BEDMINSTER, NJ (TheStreet) -- The FDA advisory panel convening Wednesday will focus on whether or not to recommend the expanded use of Amarin's ( (AMRN)) prescription fish-oil pill Vascepa. There's also a larger and more important issue at stake: Should the FDA approve cardiovascular drugs based solely on surrogate endpoints, or hold off approval until these drugs are proven to reduce the risk of heart attacks, strokes and death?
Let's preview Amarin's all-important Vascepa FDA panel:
Adam, clear something up for me before we get into the meat of the Vascepa debate. What the hell is "mixed dyslipidemia" and why is it so important to Amarin?
With respect to Amarin, a person with mixed dyslipidemia is taking a cholesterol-lowering statin to lower LDL or "bad" cholesterol but still has moderately elevated levels of triglycerides, a fatty substance found in blood. People with mixed dyslipidemia are believed to be at higher risk for cardiovascular disease.
Last year, FDA approved Vascepa to lower triglycerides in patients with severe hypertriglyceridemia, defined as super high triglyceride blood levels greater than 500 mg/dl. Now, Amarin wants FDA to approve an expanded use of Vascepa to treat these mixed dyslipidemia patients.
Expanding the FDA-approved use of Vascepa is important to Amarin because approximately 21% of Americans have mixed dyslipidemia. Amarin has not done a very good job selling Vascepa today so it hopes to turn the drug's fortunes around by broadening its FDA-approved label.
Amarin and its supporters talk about the "Anchor" patient population? What do they mean?
"Anchor" was the acronym used by Amarin to describe the phase III clinical trial of Vascepa in patients with mixed dyslipidemia. When you hear someone talk about "Anchor" think mixed dyslipidemia.
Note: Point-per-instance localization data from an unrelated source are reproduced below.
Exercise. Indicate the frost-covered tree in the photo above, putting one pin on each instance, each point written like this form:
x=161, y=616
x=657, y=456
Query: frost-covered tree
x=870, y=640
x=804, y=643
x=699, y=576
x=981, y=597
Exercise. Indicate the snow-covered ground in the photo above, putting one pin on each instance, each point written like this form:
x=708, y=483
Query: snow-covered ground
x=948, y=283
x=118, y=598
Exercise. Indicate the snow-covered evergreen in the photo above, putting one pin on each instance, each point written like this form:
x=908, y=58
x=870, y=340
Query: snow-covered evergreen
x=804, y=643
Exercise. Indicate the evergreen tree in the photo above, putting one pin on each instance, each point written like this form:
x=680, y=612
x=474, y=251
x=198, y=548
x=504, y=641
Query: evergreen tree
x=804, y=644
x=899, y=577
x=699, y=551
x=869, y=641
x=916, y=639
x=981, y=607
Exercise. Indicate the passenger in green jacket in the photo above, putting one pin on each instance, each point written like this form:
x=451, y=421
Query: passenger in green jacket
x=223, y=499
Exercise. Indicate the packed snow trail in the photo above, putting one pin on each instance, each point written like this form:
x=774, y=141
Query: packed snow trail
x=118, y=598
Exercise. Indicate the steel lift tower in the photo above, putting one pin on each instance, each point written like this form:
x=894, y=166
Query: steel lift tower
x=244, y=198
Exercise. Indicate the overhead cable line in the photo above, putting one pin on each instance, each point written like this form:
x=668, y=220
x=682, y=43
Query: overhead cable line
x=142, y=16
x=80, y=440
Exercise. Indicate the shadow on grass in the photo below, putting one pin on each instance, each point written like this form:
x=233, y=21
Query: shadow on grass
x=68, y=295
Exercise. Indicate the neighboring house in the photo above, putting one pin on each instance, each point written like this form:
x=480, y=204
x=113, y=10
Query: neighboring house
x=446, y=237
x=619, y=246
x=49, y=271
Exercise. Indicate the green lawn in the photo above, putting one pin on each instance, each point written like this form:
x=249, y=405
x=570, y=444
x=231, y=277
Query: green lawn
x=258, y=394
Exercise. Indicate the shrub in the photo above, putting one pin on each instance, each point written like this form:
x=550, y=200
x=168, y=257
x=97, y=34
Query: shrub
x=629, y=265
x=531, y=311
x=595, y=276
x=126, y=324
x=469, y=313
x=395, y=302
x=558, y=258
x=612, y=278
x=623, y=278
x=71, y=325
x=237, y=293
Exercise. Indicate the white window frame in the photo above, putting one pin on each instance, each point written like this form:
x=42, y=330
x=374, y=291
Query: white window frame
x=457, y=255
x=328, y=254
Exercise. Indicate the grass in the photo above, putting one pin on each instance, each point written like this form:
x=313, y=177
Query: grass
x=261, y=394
Amarin apparently likes nautical imagery because the company's first phase III study used for the initial Vascepa approval was dubbed "Marine."
Was the "Anchor" study positive?
Yes it was, and for the most part, the efficacy and safety of Vascepa, as defined in the "Anchor" study, are not going to be a point of contention or debate during at Wednesday's FDA advisory panel.
In the "Anchor" study, 12 weeks of Vascepa dosed at 4 mg/day lowered triglycerides levels by a median 17.5% compared to a median 5.9% increase for patients treated with a placebo. This Vascepa reduction in triglyceride levels, relative to placebo, met the primary endpoint of the "Anchor" study. Beneficial changes in other lipids levels also favored Vascepa, and no significant adverse events or toxicities associated with the drug were reported.
Ha! Adam, you're such a trickster. This is where you tell me about the red flags in the "Anchor" study and why Amarin is hiding reams of negative Vascepa data. C'mon, stop playing games.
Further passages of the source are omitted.